Testbench Technical Specifications

Due to the limitations of the NoC router, some fields of the AXI-S protocol are unavailable, such as the tuser field. Since the MLP design directly relies on this field to convey important information, a work around has been implemented to append the tuser field in front of the tdata field.

This version also changes the RAD-Sim design slightly to support tlast, a field this NoC simulator depends on to switch the crossbar.

This version takes advantage of memory initialization to directly load the weights into the memory block. A python script, located at noc/mif_to_hex.py was developed to translate the weights from RAD-Sim format (.mif), to the required .hex format.

If desired, weights can also be loaded through the AXI-S protocol. There is a commented block inside the testbench that loads weights through AXI-S. The parameter passed to the MVM module, MEM_INIT_FILE_PREFIX should also be removed if loading through AXI-S.

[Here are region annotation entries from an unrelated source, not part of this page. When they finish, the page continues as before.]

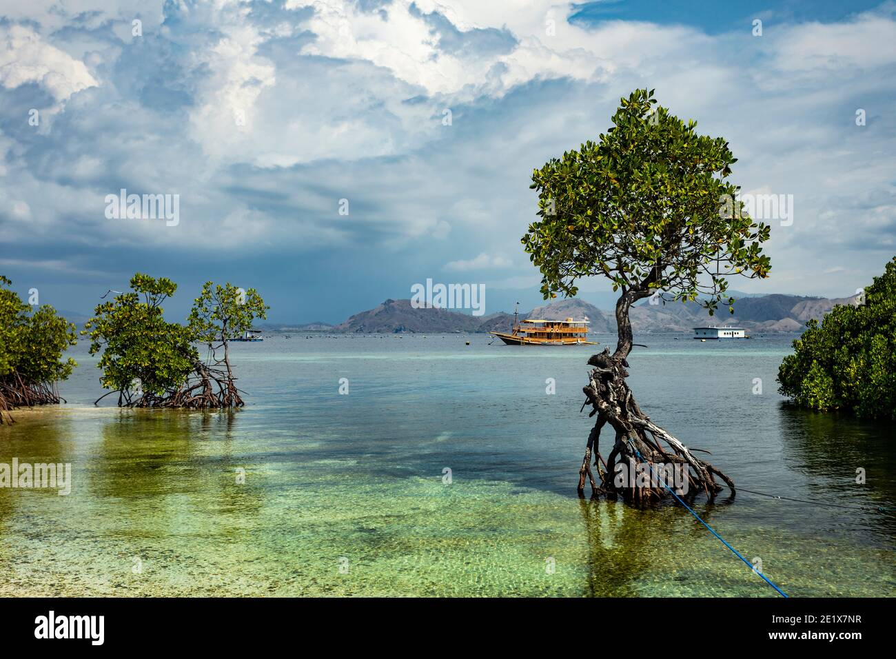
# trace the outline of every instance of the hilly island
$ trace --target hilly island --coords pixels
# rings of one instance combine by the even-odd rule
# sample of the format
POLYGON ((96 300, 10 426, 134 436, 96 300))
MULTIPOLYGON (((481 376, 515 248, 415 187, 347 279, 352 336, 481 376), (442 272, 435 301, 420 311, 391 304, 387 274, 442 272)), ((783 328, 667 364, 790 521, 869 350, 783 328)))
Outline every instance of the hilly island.
MULTIPOLYGON (((705 325, 727 325, 745 327, 751 332, 799 332, 810 319, 821 319, 836 305, 855 304, 856 298, 814 298, 773 293, 743 297, 734 304, 734 314, 720 309, 709 316, 696 302, 650 304, 645 300, 632 308, 632 326, 635 333, 691 332, 705 325)), ((611 311, 600 309, 580 299, 556 300, 528 312, 521 318, 563 320, 573 317, 588 319, 592 332, 616 332, 616 318, 611 311)), ((487 316, 438 308, 415 308, 410 299, 386 299, 376 307, 361 311, 339 325, 309 323, 304 325, 268 324, 269 331, 336 332, 366 334, 400 333, 487 333, 506 330, 513 323, 513 314, 499 311, 487 316)))

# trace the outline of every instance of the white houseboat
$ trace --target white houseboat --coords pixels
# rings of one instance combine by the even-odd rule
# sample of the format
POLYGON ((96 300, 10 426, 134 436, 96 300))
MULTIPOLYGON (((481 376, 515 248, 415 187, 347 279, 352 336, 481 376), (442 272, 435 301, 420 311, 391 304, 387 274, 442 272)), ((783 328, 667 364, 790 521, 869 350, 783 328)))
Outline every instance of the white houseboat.
POLYGON ((749 339, 743 327, 694 327, 695 339, 749 339))

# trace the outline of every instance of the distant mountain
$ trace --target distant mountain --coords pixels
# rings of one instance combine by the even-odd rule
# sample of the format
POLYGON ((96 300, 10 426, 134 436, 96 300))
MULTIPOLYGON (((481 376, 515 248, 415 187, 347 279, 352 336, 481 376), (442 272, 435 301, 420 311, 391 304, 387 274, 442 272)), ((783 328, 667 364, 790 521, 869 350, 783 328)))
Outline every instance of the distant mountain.
POLYGON ((387 299, 369 311, 355 314, 334 332, 478 332, 481 317, 458 311, 415 308, 409 299, 387 299))

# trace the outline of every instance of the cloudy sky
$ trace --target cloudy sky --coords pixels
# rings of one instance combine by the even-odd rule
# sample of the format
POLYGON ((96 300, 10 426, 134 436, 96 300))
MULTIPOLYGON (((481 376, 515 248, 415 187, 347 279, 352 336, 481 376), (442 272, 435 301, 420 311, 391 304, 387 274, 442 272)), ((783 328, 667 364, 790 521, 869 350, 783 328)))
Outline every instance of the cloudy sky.
POLYGON ((732 288, 849 295, 896 254, 894 82, 893 3, 0 0, 0 273, 79 312, 135 271, 284 322, 426 278, 532 305, 532 169, 647 87, 793 195, 732 288), (122 188, 179 221, 108 218, 122 188))

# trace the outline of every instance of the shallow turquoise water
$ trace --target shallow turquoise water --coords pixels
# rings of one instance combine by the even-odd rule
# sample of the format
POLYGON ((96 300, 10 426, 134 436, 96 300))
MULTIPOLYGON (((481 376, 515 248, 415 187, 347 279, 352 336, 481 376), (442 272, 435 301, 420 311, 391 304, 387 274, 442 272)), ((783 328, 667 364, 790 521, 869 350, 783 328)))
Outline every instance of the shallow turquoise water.
MULTIPOLYGON (((896 506, 893 430, 782 405, 790 338, 641 337, 630 381, 740 486, 859 508, 698 499, 788 594, 896 594, 896 515, 879 510, 896 506)), ((92 407, 79 345, 68 404, 0 427, 0 462, 73 470, 67 497, 0 489, 0 594, 776 595, 676 505, 575 497, 593 346, 487 343, 237 344, 248 405, 215 413, 92 407)))

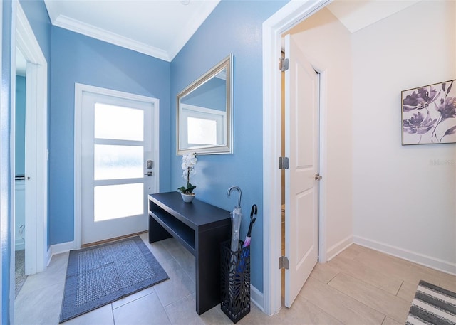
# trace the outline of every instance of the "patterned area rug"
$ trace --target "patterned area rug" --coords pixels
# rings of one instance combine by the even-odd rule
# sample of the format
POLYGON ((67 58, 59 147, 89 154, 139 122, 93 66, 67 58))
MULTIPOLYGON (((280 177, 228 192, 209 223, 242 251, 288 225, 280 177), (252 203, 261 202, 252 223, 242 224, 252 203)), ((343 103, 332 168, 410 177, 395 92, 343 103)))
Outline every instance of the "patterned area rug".
POLYGON ((60 322, 169 279, 133 237, 70 252, 60 322))
POLYGON ((456 324, 456 293, 420 281, 405 324, 456 324))

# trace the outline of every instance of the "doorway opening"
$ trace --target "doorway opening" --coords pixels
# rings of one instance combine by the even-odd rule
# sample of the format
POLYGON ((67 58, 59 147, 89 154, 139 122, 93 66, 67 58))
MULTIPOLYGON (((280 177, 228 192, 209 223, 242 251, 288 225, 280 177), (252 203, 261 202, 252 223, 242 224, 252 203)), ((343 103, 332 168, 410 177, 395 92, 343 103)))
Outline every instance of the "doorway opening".
MULTIPOLYGON (((15 233, 16 230, 18 235, 24 238, 25 275, 33 275, 44 270, 48 257, 48 68, 41 47, 19 2, 16 3, 15 49, 22 55, 25 63, 23 158, 25 192, 24 223, 18 225, 18 229, 15 230, 13 222, 11 233, 15 233), (21 227, 22 225, 24 227, 21 227)), ((14 219, 16 220, 16 215, 14 219)), ((11 265, 13 273, 14 265, 11 265)))
POLYGON ((281 246, 287 265, 281 288, 286 307, 297 297, 319 252, 320 73, 301 43, 292 31, 284 36, 288 64, 282 65, 281 151, 289 164, 282 169, 281 246))
POLYGON ((160 186, 159 112, 156 98, 75 85, 73 248, 147 230, 147 196, 160 186))
MULTIPOLYGON (((265 179, 270 180, 264 183, 263 198, 264 211, 264 297, 263 310, 269 315, 278 312, 281 308, 281 271, 277 267, 277 262, 281 256, 281 191, 276 190, 281 188, 281 173, 277 168, 277 158, 281 156, 281 144, 276 141, 281 137, 281 89, 280 87, 281 73, 277 67, 277 63, 281 56, 281 38, 294 26, 311 16, 323 8, 329 0, 318 0, 312 2, 286 4, 263 23, 263 174, 265 179)), ((322 72, 323 69, 318 69, 322 72)), ((324 76, 321 78, 322 85, 325 85, 324 76)), ((324 94, 321 94, 324 98, 324 94)), ((321 102, 321 107, 325 103, 321 102)), ((322 112, 321 117, 324 117, 322 112)), ((324 126, 323 126, 324 127, 324 126)), ((324 129, 321 129, 322 134, 324 129)), ((321 159, 325 160, 325 139, 321 139, 322 152, 321 159)), ((321 164, 321 172, 324 174, 324 162, 321 164)), ((324 201, 324 191, 321 201, 324 201)), ((320 260, 326 260, 325 255, 325 211, 324 206, 319 207, 320 218, 318 227, 320 260)))

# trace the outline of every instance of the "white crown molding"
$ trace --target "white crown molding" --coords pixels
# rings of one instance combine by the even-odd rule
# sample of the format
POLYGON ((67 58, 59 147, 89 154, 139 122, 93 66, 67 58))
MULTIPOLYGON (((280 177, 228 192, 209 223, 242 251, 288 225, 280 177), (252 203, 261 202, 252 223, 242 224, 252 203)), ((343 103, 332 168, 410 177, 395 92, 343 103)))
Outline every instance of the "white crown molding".
POLYGON ((66 16, 59 15, 53 21, 53 25, 167 62, 170 62, 173 58, 168 53, 160 48, 147 46, 88 23, 81 23, 66 16))

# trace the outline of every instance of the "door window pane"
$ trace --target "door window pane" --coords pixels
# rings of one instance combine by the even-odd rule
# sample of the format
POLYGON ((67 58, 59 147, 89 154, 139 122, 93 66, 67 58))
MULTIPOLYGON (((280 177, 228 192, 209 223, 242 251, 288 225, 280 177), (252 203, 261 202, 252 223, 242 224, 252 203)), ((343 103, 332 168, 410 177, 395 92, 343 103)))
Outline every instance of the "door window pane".
POLYGON ((143 194, 142 183, 95 186, 95 222, 143 214, 143 194))
POLYGON ((95 103, 95 137, 144 140, 144 111, 95 103))
POLYGON ((142 146, 95 144, 93 176, 95 180, 142 178, 142 146))

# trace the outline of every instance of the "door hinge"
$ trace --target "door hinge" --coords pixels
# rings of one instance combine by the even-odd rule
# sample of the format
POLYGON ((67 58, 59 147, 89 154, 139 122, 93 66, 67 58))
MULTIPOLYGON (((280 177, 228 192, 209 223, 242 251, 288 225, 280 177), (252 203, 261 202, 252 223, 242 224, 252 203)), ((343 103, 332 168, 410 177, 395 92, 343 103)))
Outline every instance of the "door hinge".
POLYGON ((281 72, 286 71, 288 70, 288 59, 280 59, 279 68, 281 72))
POLYGON ((279 268, 288 270, 289 262, 286 256, 281 256, 279 257, 279 268))
POLYGON ((288 157, 279 157, 279 169, 288 169, 289 166, 288 157))

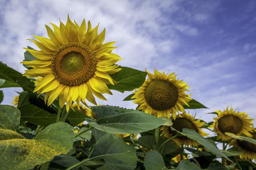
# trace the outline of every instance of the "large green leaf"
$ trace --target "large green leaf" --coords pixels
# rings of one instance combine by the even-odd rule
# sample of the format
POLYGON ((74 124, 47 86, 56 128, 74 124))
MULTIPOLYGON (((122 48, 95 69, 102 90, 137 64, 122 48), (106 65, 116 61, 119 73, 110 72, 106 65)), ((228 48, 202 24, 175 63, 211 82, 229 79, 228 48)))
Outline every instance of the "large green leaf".
POLYGON ((134 147, 114 134, 95 129, 92 132, 96 143, 90 159, 103 159, 112 169, 134 169, 137 160, 134 147))
POLYGON ((16 83, 14 83, 4 79, 0 79, 0 88, 9 87, 20 87, 20 86, 16 83))
POLYGON ((200 103, 196 100, 192 99, 188 103, 189 107, 187 105, 184 105, 183 107, 185 109, 208 109, 208 108, 205 107, 202 104, 200 103))
POLYGON ((151 151, 147 153, 144 158, 144 167, 146 170, 168 169, 166 167, 163 156, 156 151, 151 151))
MULTIPOLYGON (((163 144, 168 139, 160 137, 158 141, 158 146, 163 144)), ((148 149, 154 149, 154 136, 153 135, 143 135, 138 140, 139 145, 147 148, 148 149)), ((160 148, 159 152, 162 156, 166 154, 171 154, 172 155, 177 155, 181 152, 183 151, 183 149, 178 146, 175 142, 169 141, 166 142, 164 146, 160 148)))
POLYGON ((121 92, 126 91, 133 91, 141 87, 146 79, 147 73, 126 67, 120 66, 122 70, 110 75, 115 81, 119 83, 114 86, 108 85, 110 90, 114 90, 121 92))
POLYGON ((8 105, 0 105, 0 129, 20 132, 20 112, 19 109, 8 105))
POLYGON ((177 170, 200 170, 201 169, 194 163, 191 162, 189 160, 181 160, 176 168, 177 170))
MULTIPOLYGON (((13 138, 0 141, 0 164, 2 169, 28 169, 67 154, 75 141, 72 128, 57 122, 47 126, 33 139, 13 138)), ((1 135, 14 131, 3 129, 1 135)))
POLYGON ((242 140, 242 141, 245 141, 252 143, 254 144, 256 144, 256 140, 252 138, 249 138, 249 137, 247 137, 246 136, 242 136, 242 135, 237 136, 234 134, 229 133, 229 132, 225 132, 225 134, 233 138, 239 139, 239 140, 242 140))
POLYGON ((217 157, 224 157, 229 160, 230 160, 225 154, 221 152, 217 147, 215 142, 212 139, 205 138, 196 131, 187 128, 183 129, 181 134, 202 144, 207 151, 210 151, 216 155, 217 157))
POLYGON ((168 121, 137 110, 101 105, 92 107, 97 120, 86 118, 92 126, 108 133, 134 134, 146 131, 168 121))

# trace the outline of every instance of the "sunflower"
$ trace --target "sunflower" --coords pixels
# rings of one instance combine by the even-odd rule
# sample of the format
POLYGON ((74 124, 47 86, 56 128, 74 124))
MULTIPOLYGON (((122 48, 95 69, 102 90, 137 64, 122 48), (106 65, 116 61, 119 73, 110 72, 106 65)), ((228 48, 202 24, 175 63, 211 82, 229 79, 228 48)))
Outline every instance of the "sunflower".
POLYGON ((106 84, 116 83, 109 74, 121 70, 115 65, 120 57, 112 53, 115 42, 103 44, 105 29, 98 35, 98 25, 92 29, 89 21, 86 31, 84 19, 80 26, 74 23, 68 15, 65 25, 51 24, 54 31, 46 26, 49 39, 34 35, 38 41, 30 40, 40 50, 24 48, 37 59, 21 62, 32 68, 24 76, 42 78, 34 92, 46 93, 48 106, 59 97, 67 110, 76 101, 88 106, 85 99, 97 105, 94 95, 106 100, 102 94, 112 94, 106 84))
MULTIPOLYGON (((100 104, 98 104, 98 105, 99 105, 100 104)), ((80 112, 84 115, 91 117, 95 120, 97 118, 96 114, 90 109, 90 108, 82 105, 81 103, 77 104, 77 103, 75 103, 72 104, 72 107, 74 109, 79 110, 80 112)), ((84 122, 78 124, 77 126, 81 127, 82 125, 84 125, 84 122)))
MULTIPOLYGON (((250 134, 252 135, 251 138, 256 140, 256 130, 253 129, 250 134)), ((230 145, 238 148, 242 151, 241 158, 250 160, 256 160, 256 144, 245 141, 233 139, 230 145)))
POLYGON ((19 95, 13 97, 13 100, 11 101, 13 105, 16 107, 17 107, 18 104, 19 104, 19 95))
POLYGON ((183 105, 188 105, 192 99, 184 91, 189 87, 183 80, 177 80, 175 73, 166 75, 155 69, 154 74, 147 71, 148 79, 136 90, 131 99, 137 104, 138 110, 158 117, 170 117, 170 113, 176 118, 176 112, 185 112, 183 105))
POLYGON ((221 139, 223 141, 230 140, 232 138, 225 135, 225 132, 232 133, 236 135, 243 134, 251 137, 249 131, 253 130, 251 126, 253 125, 251 121, 254 120, 247 117, 249 115, 245 114, 245 112, 236 113, 232 107, 230 110, 229 110, 228 107, 223 112, 216 110, 218 117, 213 118, 214 122, 209 127, 213 128, 213 131, 217 134, 217 139, 221 139))
MULTIPOLYGON (((180 115, 178 115, 175 120, 173 118, 171 118, 173 122, 172 126, 180 132, 182 132, 184 128, 187 128, 195 130, 202 136, 208 135, 208 134, 204 132, 200 129, 205 122, 200 122, 200 119, 195 121, 195 117, 196 115, 192 117, 190 114, 183 113, 180 115)), ((177 131, 172 130, 170 126, 163 126, 160 130, 162 130, 160 135, 167 138, 170 138, 171 137, 177 134, 177 131)), ((190 145, 191 147, 197 147, 199 144, 197 142, 183 135, 175 137, 172 140, 179 146, 184 144, 185 146, 189 146, 190 145)))

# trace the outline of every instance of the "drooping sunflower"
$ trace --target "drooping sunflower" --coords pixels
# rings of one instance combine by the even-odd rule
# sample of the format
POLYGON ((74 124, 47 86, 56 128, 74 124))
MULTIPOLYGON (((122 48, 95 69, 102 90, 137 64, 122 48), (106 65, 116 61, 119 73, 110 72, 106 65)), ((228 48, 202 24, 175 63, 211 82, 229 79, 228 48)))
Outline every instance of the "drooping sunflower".
POLYGON ((103 44, 105 29, 98 35, 98 25, 92 29, 89 21, 86 31, 84 19, 80 26, 74 23, 68 16, 65 25, 51 24, 54 31, 46 26, 49 39, 34 35, 38 41, 30 40, 40 50, 24 48, 37 59, 21 62, 32 67, 24 76, 42 78, 34 92, 46 93, 48 105, 59 97, 67 110, 76 101, 88 106, 85 99, 97 105, 93 95, 106 100, 102 94, 112 94, 106 84, 115 83, 109 74, 121 70, 115 65, 120 57, 112 53, 115 42, 103 44))
POLYGON ((19 95, 13 97, 13 100, 11 101, 13 105, 16 107, 17 107, 19 104, 19 95))
MULTIPOLYGON (((253 129, 250 134, 252 135, 251 138, 256 140, 256 130, 253 129)), ((256 144, 245 141, 233 139, 230 143, 230 145, 238 148, 242 151, 241 158, 250 160, 256 160, 256 144)))
MULTIPOLYGON (((158 117, 170 117, 170 112, 174 120, 176 112, 185 112, 183 105, 188 105, 192 99, 185 94, 189 91, 187 83, 176 79, 175 73, 166 75, 155 69, 154 74, 147 71, 148 78, 136 90, 131 99, 137 104, 138 110, 158 117)), ((190 95, 189 95, 190 96, 190 95)))
MULTIPOLYGON (((204 132, 200 129, 205 122, 200 122, 200 119, 196 121, 195 120, 195 117, 196 115, 194 117, 192 117, 190 114, 183 113, 180 115, 178 115, 175 120, 173 118, 171 118, 173 123, 172 126, 180 132, 182 132, 184 128, 187 128, 195 130, 203 137, 208 135, 208 134, 204 132)), ((163 126, 160 130, 162 131, 160 135, 167 138, 170 138, 171 137, 177 134, 177 131, 172 130, 170 126, 163 126)), ((197 147, 199 144, 197 142, 183 135, 175 137, 172 140, 179 146, 184 144, 185 146, 197 147)))
POLYGON ((234 112, 232 107, 229 110, 229 106, 226 110, 221 112, 217 110, 218 117, 214 118, 214 122, 210 126, 210 128, 213 128, 213 131, 217 133, 217 139, 221 139, 223 141, 228 141, 232 139, 231 137, 225 134, 225 132, 234 133, 236 135, 245 135, 251 137, 249 133, 253 130, 253 125, 251 122, 254 120, 249 118, 248 114, 245 112, 234 112))

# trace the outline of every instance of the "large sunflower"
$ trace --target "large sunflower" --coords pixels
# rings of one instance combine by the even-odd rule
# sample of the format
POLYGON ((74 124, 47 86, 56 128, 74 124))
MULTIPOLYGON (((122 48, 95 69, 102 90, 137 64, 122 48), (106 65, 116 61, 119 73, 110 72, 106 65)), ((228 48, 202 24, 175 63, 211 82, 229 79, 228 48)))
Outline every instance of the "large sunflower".
MULTIPOLYGON (((255 129, 253 129, 253 131, 251 132, 250 134, 252 135, 252 138, 256 140, 255 129)), ((239 148, 242 151, 242 154, 240 155, 242 159, 250 160, 256 160, 256 144, 245 141, 238 139, 232 141, 230 144, 239 148)))
MULTIPOLYGON (((187 128, 195 130, 202 136, 208 135, 208 134, 204 132, 200 129, 205 122, 200 122, 200 119, 195 121, 195 117, 196 115, 194 117, 192 117, 190 114, 183 113, 180 115, 178 115, 175 120, 172 118, 171 118, 173 122, 172 126, 180 132, 182 132, 184 128, 187 128)), ((163 126, 160 128, 160 130, 162 130, 160 135, 167 138, 170 138, 171 137, 177 134, 177 131, 172 130, 170 126, 163 126)), ((184 144, 185 146, 189 146, 190 145, 191 147, 197 147, 199 145, 197 142, 183 135, 175 137, 172 140, 179 146, 184 144)))
POLYGON ((148 79, 136 90, 131 97, 135 99, 134 103, 137 104, 138 110, 158 117, 170 117, 170 112, 175 120, 176 112, 185 112, 183 105, 188 105, 192 99, 185 91, 189 91, 189 87, 182 80, 176 79, 176 75, 171 73, 166 75, 155 69, 154 74, 147 72, 148 79))
POLYGON ((229 110, 228 106, 226 110, 221 112, 217 110, 218 117, 213 118, 214 124, 209 128, 213 128, 213 131, 217 133, 217 139, 221 139, 223 141, 228 141, 232 139, 231 137, 225 134, 225 132, 234 133, 236 135, 245 135, 251 137, 249 131, 253 130, 251 126, 253 119, 249 118, 248 114, 245 112, 234 112, 232 107, 229 110))
POLYGON ((105 29, 98 35, 98 25, 92 29, 89 21, 86 31, 84 19, 80 26, 74 22, 68 16, 65 25, 51 24, 54 32, 46 26, 49 39, 34 35, 39 41, 30 40, 40 50, 24 48, 37 59, 21 62, 32 67, 24 76, 42 77, 34 92, 46 93, 48 105, 59 97, 67 110, 75 101, 87 105, 85 99, 97 105, 93 95, 106 100, 102 94, 112 94, 106 84, 115 83, 109 74, 121 70, 115 65, 120 57, 112 53, 115 42, 103 44, 105 29))

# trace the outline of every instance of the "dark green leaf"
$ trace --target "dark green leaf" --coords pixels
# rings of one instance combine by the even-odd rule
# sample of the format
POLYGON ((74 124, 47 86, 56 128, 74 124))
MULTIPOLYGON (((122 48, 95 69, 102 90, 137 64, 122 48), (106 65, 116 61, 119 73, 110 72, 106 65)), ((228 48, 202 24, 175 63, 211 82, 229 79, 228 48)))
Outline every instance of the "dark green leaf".
POLYGON ((96 143, 90 159, 103 159, 112 169, 134 169, 137 160, 134 147, 114 134, 95 129, 92 132, 96 143))
POLYGON ((9 87, 20 87, 20 86, 12 82, 4 79, 0 79, 0 88, 9 87))
POLYGON ((215 154, 217 157, 224 157, 229 160, 230 160, 226 155, 220 151, 215 142, 212 139, 206 139, 196 131, 187 128, 183 129, 183 132, 181 133, 202 144, 207 151, 209 150, 209 151, 215 154))
POLYGON ((92 107, 97 121, 86 118, 88 124, 110 133, 134 134, 155 129, 168 121, 137 110, 101 105, 92 107))
POLYGON ((20 133, 20 112, 19 109, 8 105, 0 105, 0 129, 20 133))
POLYGON ((0 103, 2 103, 2 101, 3 101, 3 91, 0 90, 0 103))
POLYGON ((186 105, 183 106, 184 109, 196 109, 202 108, 204 109, 208 108, 194 99, 190 100, 189 102, 188 103, 188 105, 189 105, 189 107, 188 107, 186 105))
POLYGON ((144 158, 144 167, 146 170, 162 170, 164 169, 166 165, 163 157, 158 152, 151 151, 144 158))
POLYGON ((125 97, 125 99, 123 99, 123 101, 134 100, 134 99, 131 99, 131 97, 133 97, 133 96, 134 96, 134 94, 130 94, 130 95, 125 97))
POLYGON ((189 159, 181 160, 176 168, 177 170, 200 170, 201 169, 193 162, 191 162, 189 159))
MULTIPOLYGON (((16 138, 0 141, 1 168, 31 169, 56 155, 67 154, 75 141, 72 129, 67 124, 57 122, 46 128, 33 139, 16 138)), ((8 134, 10 131, 6 130, 4 133, 8 134)))
POLYGON ((122 70, 113 74, 110 75, 115 81, 119 83, 108 85, 110 90, 114 90, 121 92, 126 91, 133 91, 141 87, 146 79, 147 73, 126 67, 120 66, 122 70))
POLYGON ((234 138, 234 139, 242 140, 242 141, 245 141, 250 142, 251 143, 253 143, 254 144, 256 144, 256 140, 252 138, 249 138, 249 137, 247 137, 246 136, 242 136, 242 135, 237 136, 234 134, 229 133, 229 132, 225 132, 225 134, 226 134, 226 135, 228 135, 229 137, 230 137, 233 138, 234 138))

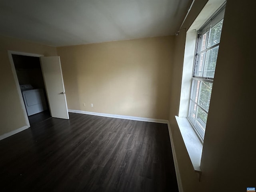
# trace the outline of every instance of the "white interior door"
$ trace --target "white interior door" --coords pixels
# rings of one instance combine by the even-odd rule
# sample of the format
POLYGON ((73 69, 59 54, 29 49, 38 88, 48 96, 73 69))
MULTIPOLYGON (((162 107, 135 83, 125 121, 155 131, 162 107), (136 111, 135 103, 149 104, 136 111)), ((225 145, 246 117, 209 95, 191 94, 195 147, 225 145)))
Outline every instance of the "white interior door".
POLYGON ((60 57, 41 57, 40 60, 52 116, 68 119, 60 57))

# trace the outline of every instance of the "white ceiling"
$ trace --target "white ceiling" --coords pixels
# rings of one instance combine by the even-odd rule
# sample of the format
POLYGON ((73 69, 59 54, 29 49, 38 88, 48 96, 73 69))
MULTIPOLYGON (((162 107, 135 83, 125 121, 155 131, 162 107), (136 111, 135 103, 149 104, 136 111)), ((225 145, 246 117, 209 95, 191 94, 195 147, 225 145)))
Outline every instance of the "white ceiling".
POLYGON ((0 0, 0 34, 54 46, 174 34, 190 0, 0 0))

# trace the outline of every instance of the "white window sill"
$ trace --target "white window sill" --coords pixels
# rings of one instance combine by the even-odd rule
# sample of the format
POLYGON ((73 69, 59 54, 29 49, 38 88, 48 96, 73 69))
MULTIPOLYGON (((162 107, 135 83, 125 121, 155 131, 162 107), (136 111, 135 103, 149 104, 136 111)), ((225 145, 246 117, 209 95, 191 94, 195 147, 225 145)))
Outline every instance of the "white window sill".
POLYGON ((200 179, 202 174, 200 163, 203 144, 187 118, 178 116, 175 116, 175 118, 194 170, 199 174, 200 179))

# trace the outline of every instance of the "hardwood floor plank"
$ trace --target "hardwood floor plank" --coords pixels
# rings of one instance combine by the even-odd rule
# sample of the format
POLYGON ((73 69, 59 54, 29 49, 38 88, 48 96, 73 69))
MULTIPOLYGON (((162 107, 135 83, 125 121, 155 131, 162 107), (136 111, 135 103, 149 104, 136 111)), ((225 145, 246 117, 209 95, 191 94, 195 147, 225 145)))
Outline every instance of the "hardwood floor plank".
POLYGON ((0 141, 1 191, 178 191, 166 124, 69 114, 0 141))

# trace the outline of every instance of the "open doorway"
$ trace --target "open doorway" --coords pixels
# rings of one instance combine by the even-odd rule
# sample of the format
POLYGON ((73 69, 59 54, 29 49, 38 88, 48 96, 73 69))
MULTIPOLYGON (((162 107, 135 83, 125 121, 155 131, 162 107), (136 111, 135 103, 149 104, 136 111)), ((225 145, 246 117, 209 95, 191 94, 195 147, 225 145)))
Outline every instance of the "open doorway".
POLYGON ((30 124, 50 118, 40 57, 11 56, 30 124))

Steps to run the MLP NoC simulation:

  1. Run the Compiler
    1. Go to the noc/compiler directory, and run the python script gen_testcase.py with the desired layers and sizes.
    2. The number of input vectors can be changed inside the script itself, in the variable num_test_inputs
  2. Translate the Weights from RAD-Sim format to hex
    1. Run the python script noc/mif_to_hex.py with the location of the weight MIFs.
    2. e.g. $ python mif_to_hex.py compiler/weight_mifs
  3. Configure the Testbench
    1. Using the layer_mvm_config and mlp.place files generated from the compiler, update the testbench parameters (as described above) to match
  4. Running the simulation
    1. In run_noc.sh, change the ALTERA_MF_VER_LIBRARY_DIR variable to the directory holding the altera_mf_ver library files. If running starter edition, simply change it to "altera_mf_ver". You may need to compile these files using Quartus if using the full version of ModelSim.
    2. Run run_noc.sh
    3. The elapsed time shown is the time it takes from the input vectors starting to be loaded in, to when all the results are sent back to the driver.